Sheepshead-many anglers walking away with a few --- hard work makes for just rewards.

Speckled trout- a few said to be caught on pier -all legal no throw backs but caught near shore. More speckled trout being caught on flats on southeast side on road heading towards booths.

Silver trout-several being caught at night and again nothing to write home about
Sharks- reports of several seen. yet none caught

Grouper-several keepers caught in last week-keepers just making the limit but there were keepers nevertheless.

Mango-snappers-several caught with a few large enough to be keepers.

Flounder- one report on one small flounder caught and released

Jacks- report of small schools of jacks near shore running around ten inches.

Rays- several caught and released

Bait-many sightings of small pods of white bait

Pinfish- abundant in several areas and none found in others.

No redfish-no snook heard of.

These reports were from those that seen or caught them.

As always some reports leave something to be desired as those reports say it was dead and no fish caught except pinfish.

It will need a few weeks before the mackerel arrive and things will be hopping again and bust wide open.

Water temps are on way up so those schools of bait and predators will be heading this way.

I can only hope that the red tide down around Venice is gone by then.

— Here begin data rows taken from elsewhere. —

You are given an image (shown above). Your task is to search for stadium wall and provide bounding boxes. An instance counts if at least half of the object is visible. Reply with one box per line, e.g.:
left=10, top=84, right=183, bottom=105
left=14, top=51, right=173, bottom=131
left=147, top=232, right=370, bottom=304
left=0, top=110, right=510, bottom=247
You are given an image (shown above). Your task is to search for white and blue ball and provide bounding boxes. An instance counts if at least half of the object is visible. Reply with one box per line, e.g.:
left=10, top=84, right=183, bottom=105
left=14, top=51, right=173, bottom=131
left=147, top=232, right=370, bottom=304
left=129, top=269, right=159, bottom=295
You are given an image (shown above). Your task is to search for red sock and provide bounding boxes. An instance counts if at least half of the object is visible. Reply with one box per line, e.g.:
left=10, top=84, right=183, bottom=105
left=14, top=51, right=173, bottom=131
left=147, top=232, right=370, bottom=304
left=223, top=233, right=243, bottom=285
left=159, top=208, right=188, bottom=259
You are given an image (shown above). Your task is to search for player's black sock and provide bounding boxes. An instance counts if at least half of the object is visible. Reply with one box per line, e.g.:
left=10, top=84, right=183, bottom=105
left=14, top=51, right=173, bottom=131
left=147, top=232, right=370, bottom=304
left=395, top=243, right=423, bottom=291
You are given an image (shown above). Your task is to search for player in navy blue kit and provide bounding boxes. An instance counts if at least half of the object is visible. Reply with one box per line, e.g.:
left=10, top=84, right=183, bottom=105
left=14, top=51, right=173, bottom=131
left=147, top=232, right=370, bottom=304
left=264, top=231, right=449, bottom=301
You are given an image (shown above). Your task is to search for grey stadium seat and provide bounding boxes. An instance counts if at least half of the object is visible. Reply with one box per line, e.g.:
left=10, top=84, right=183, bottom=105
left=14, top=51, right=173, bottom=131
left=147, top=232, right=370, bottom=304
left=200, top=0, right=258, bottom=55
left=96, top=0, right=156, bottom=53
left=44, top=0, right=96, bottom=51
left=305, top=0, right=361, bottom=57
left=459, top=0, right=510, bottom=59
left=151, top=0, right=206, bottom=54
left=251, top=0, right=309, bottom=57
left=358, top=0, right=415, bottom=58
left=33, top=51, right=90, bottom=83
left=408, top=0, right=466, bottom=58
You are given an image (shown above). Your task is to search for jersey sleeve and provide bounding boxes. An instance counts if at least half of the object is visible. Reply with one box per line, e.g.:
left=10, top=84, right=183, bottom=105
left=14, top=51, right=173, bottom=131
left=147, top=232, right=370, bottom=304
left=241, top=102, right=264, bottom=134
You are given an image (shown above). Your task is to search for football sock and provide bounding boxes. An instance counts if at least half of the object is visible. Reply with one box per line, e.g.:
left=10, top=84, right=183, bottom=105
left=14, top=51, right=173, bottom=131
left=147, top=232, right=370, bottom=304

My best advice to all right now would be go fish the piers because reports are just that -- reports. There are fish on both piers and plenty of them. although I have not a clue to why some will bite and others have lockjaw. But in any case the water temps are a sign of good things to come. The weather has been 
good and temps are reaching for high seventies and low eighties, so just making time to head out could be worth your while.


----------